Baby New Year turns 50

Candice Johns (left) holds her replacement Baby New Year cup thanks to Smith’s Jewelers CFO Johanna Hieser. (Reporter photo)

A story that could only happen in Noblesville

By STU CLAMPITT
news@readthereporter.com

“Sherman, set the Wayback Machine to Jan. 2, 1975,” thus quoth Mr. Peabody. Or at least he would, if Mr. Peabody were real and if he knew what we were writing about today.

Hamilton County’s Baby New Year in 1975 was named Candice Castor. On the cusp of her 50th birthday, she is now Candice Johns.

Back in 1975, she and her parents were given a bundle of gifts from local businesses. There was a baby book, flowers for her mother, a free portrait, multiple gift certificates, a savings account, and many other things including a sterling silver cup engraved just for her.

Over the intervening decades, that cup was lost. With a little help, Candice Johns tracked down an old article from The Noblesville Daily Ledger and learned it came from Smith’s Jewelers, 98 N. 9th St., Noblesville.

Ledger clip courtesy Newspapers.com

 

Ledger clip courtesy Newspapers.com

You see where this is going, don’t you, dear readers?

Yes, thanks to an anonymous donor, The Reporter helped 1975’s Baby New Year get an identical silver cup from the very same store as the original.

When The Reporter first spoke to Smith’s Jewelers CFO Johanna Hieser, Johns had left the store only moments before.

“She showed me the news article on her phone,” Hieser said. “She was basically wanting to know if we have the baby cup here and if we were able to engrave it. I told her yes and yes. Candice was going to try to go look through some pictures because she thought it looked a little bigger. We were really just trying to figure out if there was a size difference. I know these are the ones that they carried, but there is only one little caveat: she was going to look at some pictures to see, size-wise, if it’s about the same.”

Johns was clearly satisfied it was at least very close to the same size cup, as you can see in the photo in today’s edition where Hieser is giving the replacement cup to Johns just a few weeks after that first visit to Smith’s Jewelers.

Photo provided

Johns told The Reporter she knew the original article had been published in The Ledger. When she reached out to this newspaper for help, she had no idea The Ledger had been sold to The Indianapolis Star, then rebranded, then finally dissolved.

“I was looking everywhere for it,” Johns said. “It was through Ancestry.com and Newspapers.com that I finally found it.”

According to Johns, the original cup was lost in a common, but still tragic way. Having been stored at her mother’s home, through inheritance and happenstance, the cup was lost.

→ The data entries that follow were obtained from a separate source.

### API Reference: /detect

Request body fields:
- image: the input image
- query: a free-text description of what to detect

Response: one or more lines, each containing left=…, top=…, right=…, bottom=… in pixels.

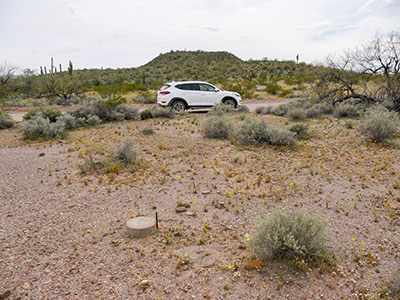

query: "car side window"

left=175, top=83, right=199, bottom=91
left=199, top=83, right=215, bottom=92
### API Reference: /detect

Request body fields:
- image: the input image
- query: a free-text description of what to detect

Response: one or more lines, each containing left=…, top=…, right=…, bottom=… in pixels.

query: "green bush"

left=208, top=103, right=234, bottom=116
left=312, top=102, right=334, bottom=115
left=306, top=106, right=324, bottom=119
left=140, top=107, right=175, bottom=120
left=142, top=126, right=154, bottom=135
left=279, top=89, right=293, bottom=98
left=151, top=107, right=175, bottom=119
left=250, top=210, right=329, bottom=262
left=23, top=108, right=62, bottom=123
left=86, top=115, right=101, bottom=127
left=72, top=98, right=139, bottom=124
left=57, top=113, right=80, bottom=129
left=140, top=108, right=153, bottom=120
left=265, top=82, right=282, bottom=95
left=272, top=104, right=291, bottom=117
left=0, top=110, right=15, bottom=129
left=236, top=118, right=294, bottom=146
left=287, top=108, right=307, bottom=121
left=289, top=124, right=310, bottom=139
left=115, top=139, right=137, bottom=164
left=203, top=115, right=232, bottom=140
left=334, top=103, right=358, bottom=118
left=21, top=114, right=67, bottom=140
left=360, top=106, right=399, bottom=142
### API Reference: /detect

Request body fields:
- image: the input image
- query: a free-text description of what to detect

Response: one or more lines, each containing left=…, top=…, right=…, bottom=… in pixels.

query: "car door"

left=176, top=83, right=201, bottom=106
left=199, top=83, right=221, bottom=106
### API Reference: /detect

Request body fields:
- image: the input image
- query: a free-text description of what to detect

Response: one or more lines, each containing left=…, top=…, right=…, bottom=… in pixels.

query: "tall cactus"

left=68, top=61, right=74, bottom=76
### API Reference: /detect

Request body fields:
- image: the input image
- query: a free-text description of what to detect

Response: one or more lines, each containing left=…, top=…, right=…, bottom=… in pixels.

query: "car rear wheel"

left=223, top=99, right=236, bottom=108
left=171, top=100, right=186, bottom=113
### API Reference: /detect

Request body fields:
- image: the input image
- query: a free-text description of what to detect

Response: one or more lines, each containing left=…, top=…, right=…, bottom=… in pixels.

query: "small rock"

left=215, top=201, right=225, bottom=209
left=22, top=282, right=31, bottom=290
left=175, top=206, right=187, bottom=214
left=185, top=211, right=196, bottom=217
left=0, top=291, right=11, bottom=299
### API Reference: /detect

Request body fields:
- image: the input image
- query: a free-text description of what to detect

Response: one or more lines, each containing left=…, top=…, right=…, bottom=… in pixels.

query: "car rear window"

left=175, top=83, right=199, bottom=91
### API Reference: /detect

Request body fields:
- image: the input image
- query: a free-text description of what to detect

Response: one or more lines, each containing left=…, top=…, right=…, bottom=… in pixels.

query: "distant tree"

left=0, top=62, right=17, bottom=98
left=315, top=32, right=400, bottom=111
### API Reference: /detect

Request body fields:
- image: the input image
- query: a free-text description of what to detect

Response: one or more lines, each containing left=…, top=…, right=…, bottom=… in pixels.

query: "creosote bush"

left=23, top=108, right=62, bottom=123
left=203, top=115, right=232, bottom=140
left=289, top=124, right=310, bottom=139
left=236, top=118, right=294, bottom=146
left=21, top=113, right=67, bottom=140
left=360, top=105, right=399, bottom=143
left=250, top=210, right=330, bottom=263
left=140, top=107, right=175, bottom=120
left=287, top=108, right=307, bottom=121
left=334, top=103, right=358, bottom=118
left=0, top=110, right=15, bottom=129
left=115, top=139, right=137, bottom=164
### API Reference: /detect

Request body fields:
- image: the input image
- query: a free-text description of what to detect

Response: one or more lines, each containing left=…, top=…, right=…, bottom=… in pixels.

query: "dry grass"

left=0, top=111, right=400, bottom=299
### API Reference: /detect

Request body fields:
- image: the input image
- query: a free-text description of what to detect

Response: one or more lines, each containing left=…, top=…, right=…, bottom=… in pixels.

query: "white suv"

left=157, top=81, right=242, bottom=112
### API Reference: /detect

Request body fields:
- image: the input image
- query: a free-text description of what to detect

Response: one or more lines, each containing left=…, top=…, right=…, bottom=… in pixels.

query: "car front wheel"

left=223, top=99, right=236, bottom=108
left=171, top=100, right=186, bottom=112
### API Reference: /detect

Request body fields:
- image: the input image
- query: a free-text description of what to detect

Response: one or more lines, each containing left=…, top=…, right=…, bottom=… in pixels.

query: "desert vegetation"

left=0, top=31, right=400, bottom=300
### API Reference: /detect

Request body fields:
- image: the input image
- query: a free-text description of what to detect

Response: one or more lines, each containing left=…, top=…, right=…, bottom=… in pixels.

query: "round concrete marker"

left=126, top=217, right=156, bottom=238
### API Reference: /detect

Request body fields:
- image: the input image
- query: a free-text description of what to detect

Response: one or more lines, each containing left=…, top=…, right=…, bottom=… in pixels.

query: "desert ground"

left=0, top=104, right=400, bottom=299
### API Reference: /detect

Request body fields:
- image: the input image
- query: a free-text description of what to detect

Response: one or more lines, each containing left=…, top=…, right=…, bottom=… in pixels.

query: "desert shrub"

left=57, top=113, right=80, bottom=129
left=279, top=89, right=293, bottom=98
left=265, top=82, right=282, bottom=95
left=0, top=110, right=15, bottom=129
left=86, top=115, right=101, bottom=127
left=115, top=104, right=139, bottom=120
left=233, top=105, right=250, bottom=113
left=250, top=210, right=329, bottom=262
left=115, top=139, right=137, bottom=164
left=334, top=103, right=358, bottom=118
left=203, top=115, right=232, bottom=140
left=72, top=97, right=139, bottom=122
left=312, top=102, right=334, bottom=115
left=360, top=106, right=399, bottom=142
left=32, top=98, right=50, bottom=107
left=289, top=124, right=310, bottom=139
left=23, top=108, right=62, bottom=123
left=208, top=103, right=233, bottom=116
left=272, top=103, right=290, bottom=117
left=140, top=107, right=175, bottom=120
left=255, top=106, right=265, bottom=115
left=287, top=108, right=307, bottom=121
left=306, top=106, right=324, bottom=119
left=151, top=107, right=175, bottom=119
left=21, top=114, right=67, bottom=140
left=142, top=126, right=154, bottom=135
left=236, top=118, right=294, bottom=146
left=140, top=108, right=153, bottom=120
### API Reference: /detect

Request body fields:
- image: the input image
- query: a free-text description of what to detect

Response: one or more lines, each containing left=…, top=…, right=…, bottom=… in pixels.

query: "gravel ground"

left=0, top=114, right=400, bottom=299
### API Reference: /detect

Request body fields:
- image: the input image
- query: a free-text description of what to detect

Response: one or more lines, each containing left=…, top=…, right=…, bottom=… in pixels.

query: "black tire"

left=222, top=98, right=236, bottom=108
left=171, top=100, right=186, bottom=113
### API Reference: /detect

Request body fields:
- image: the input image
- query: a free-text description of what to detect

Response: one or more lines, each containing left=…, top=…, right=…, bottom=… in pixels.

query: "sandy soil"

left=0, top=114, right=400, bottom=299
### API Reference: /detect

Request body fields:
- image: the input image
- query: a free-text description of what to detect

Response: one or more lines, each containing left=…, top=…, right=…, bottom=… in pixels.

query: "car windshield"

left=199, top=83, right=215, bottom=92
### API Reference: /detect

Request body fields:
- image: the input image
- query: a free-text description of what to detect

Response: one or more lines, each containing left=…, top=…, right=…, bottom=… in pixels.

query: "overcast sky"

left=0, top=0, right=400, bottom=70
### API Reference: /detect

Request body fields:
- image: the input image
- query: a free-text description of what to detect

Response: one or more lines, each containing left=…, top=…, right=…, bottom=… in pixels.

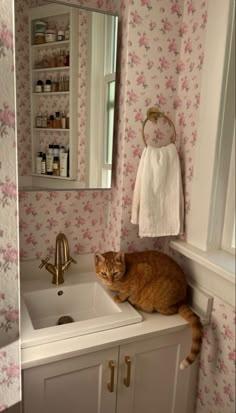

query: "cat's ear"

left=94, top=254, right=105, bottom=265
left=115, top=251, right=125, bottom=263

“It went to my sister when my mom passed away because my sister acquired the residence,” Johns said. “Then she moved to Ohio with all this stuff that my parents kept of mine. Junior trophies, pictures, all of those things went with them to Ohio, and unfortunately, they couldn’t pay their storage bill. Instead of saying, ‘hey can I borrow some money?’ the locker was sold.”

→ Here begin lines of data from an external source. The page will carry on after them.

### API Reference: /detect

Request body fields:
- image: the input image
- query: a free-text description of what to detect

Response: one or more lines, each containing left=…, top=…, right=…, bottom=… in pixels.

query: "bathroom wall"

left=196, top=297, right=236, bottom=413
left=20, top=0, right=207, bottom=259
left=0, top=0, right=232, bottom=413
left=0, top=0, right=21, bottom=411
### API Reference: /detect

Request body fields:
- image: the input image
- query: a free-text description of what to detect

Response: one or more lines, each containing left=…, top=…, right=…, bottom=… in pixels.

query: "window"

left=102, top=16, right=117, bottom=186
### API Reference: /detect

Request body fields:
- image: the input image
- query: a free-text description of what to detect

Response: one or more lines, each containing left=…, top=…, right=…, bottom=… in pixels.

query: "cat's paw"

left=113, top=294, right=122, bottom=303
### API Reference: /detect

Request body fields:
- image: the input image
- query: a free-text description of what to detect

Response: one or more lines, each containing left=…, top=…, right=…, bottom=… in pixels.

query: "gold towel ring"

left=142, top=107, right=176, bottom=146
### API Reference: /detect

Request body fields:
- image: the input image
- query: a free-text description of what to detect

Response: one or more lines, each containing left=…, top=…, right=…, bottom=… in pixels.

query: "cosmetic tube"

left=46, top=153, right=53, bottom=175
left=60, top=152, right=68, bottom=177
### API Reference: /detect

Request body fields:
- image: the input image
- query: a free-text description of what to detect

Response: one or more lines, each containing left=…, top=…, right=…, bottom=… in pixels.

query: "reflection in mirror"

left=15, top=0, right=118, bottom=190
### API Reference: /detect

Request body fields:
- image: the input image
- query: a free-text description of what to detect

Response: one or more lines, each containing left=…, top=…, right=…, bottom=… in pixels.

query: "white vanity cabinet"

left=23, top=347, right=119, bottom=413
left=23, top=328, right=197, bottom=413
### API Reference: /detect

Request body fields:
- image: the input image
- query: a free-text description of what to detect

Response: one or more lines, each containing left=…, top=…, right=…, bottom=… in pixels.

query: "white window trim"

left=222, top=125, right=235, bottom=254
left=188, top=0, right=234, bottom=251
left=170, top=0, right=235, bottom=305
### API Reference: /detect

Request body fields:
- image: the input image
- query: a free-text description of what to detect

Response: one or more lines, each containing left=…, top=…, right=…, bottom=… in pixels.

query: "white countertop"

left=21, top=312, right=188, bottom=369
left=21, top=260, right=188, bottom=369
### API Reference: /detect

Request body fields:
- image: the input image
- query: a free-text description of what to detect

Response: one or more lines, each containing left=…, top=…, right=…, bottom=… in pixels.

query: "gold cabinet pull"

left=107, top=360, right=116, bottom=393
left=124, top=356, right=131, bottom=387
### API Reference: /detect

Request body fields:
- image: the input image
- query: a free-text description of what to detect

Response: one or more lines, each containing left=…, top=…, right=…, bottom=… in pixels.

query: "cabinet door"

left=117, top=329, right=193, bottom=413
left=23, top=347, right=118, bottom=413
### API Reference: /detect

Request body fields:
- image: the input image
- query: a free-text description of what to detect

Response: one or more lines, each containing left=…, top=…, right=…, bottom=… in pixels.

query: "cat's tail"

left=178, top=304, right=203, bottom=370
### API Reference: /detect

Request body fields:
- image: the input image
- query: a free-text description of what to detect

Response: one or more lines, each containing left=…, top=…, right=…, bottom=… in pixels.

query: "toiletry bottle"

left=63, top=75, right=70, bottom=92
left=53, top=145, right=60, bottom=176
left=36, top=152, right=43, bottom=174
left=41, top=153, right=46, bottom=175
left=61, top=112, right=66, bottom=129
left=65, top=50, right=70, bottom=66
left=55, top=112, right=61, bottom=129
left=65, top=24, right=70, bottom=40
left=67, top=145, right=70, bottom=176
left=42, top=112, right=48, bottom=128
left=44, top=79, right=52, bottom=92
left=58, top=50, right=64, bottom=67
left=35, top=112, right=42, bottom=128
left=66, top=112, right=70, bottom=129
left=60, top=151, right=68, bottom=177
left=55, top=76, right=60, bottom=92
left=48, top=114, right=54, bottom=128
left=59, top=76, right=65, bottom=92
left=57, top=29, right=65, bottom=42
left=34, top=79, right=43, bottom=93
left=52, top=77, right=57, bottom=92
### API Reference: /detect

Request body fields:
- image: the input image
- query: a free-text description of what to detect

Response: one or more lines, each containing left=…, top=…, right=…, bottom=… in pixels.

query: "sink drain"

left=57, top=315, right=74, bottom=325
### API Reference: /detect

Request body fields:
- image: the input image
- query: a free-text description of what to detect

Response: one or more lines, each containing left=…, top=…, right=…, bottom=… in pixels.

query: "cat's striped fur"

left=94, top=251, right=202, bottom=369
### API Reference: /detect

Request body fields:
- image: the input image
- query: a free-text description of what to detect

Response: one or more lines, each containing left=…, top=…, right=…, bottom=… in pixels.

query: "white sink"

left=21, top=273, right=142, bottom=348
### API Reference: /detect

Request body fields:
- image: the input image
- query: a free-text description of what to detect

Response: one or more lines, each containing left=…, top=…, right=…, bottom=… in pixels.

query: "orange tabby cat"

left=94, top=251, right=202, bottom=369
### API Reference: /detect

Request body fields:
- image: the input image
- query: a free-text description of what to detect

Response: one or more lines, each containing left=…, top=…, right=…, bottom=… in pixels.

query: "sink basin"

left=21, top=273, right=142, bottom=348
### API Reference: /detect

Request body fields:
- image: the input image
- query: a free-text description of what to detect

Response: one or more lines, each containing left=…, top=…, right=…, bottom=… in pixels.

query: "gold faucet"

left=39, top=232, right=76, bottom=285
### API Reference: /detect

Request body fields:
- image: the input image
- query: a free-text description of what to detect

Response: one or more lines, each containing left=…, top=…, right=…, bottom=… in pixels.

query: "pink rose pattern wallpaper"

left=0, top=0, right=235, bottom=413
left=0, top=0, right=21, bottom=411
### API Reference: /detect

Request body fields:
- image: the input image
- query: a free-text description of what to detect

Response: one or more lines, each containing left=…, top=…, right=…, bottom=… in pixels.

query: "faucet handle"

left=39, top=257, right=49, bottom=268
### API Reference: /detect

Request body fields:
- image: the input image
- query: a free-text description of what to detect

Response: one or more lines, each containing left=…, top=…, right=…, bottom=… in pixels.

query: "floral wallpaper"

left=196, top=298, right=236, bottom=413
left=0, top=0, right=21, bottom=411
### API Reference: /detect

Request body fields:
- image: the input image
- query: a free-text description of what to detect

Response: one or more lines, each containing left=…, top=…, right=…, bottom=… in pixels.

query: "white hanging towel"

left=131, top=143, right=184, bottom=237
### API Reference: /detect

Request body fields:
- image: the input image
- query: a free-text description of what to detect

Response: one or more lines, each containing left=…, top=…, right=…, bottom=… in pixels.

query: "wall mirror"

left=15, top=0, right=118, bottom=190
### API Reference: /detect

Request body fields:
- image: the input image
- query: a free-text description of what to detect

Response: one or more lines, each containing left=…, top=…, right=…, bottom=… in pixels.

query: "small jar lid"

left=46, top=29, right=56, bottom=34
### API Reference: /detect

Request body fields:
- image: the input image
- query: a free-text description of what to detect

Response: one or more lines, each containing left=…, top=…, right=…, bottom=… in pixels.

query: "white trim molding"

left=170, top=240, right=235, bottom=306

When she held the new version of her baby cup earlier this month, Johns was that particular brand of happy that brings tears.

“The jewelry store is still here, the hospital I was born in is still there, and my daughter works at that hospital,” Johns said.

That hospital, of course, is Riverview.

Hieser told The Reporter she had not heard of anything like this happening before, but she didn’t find it very surprising that it could happen in Noblesville.

“I do love the historical aspects about the city and definitely the building that we’re in,” Hieser told The Reporter. “I’m not necessarily surprised by it, but doesn’t it make you feel like you’re a part of something bigger than yourself?”

Johns, on the other hand, was surprised.

“It’s pretty cool, and I don’t know what other cities in the United States do this for their first baby of the year,” Johns said. “Do they even do that anymore?”

Candice, even if they do, they almost certainly do not do so with gifts from a business that will be in the same location 50 years later to help with something like this.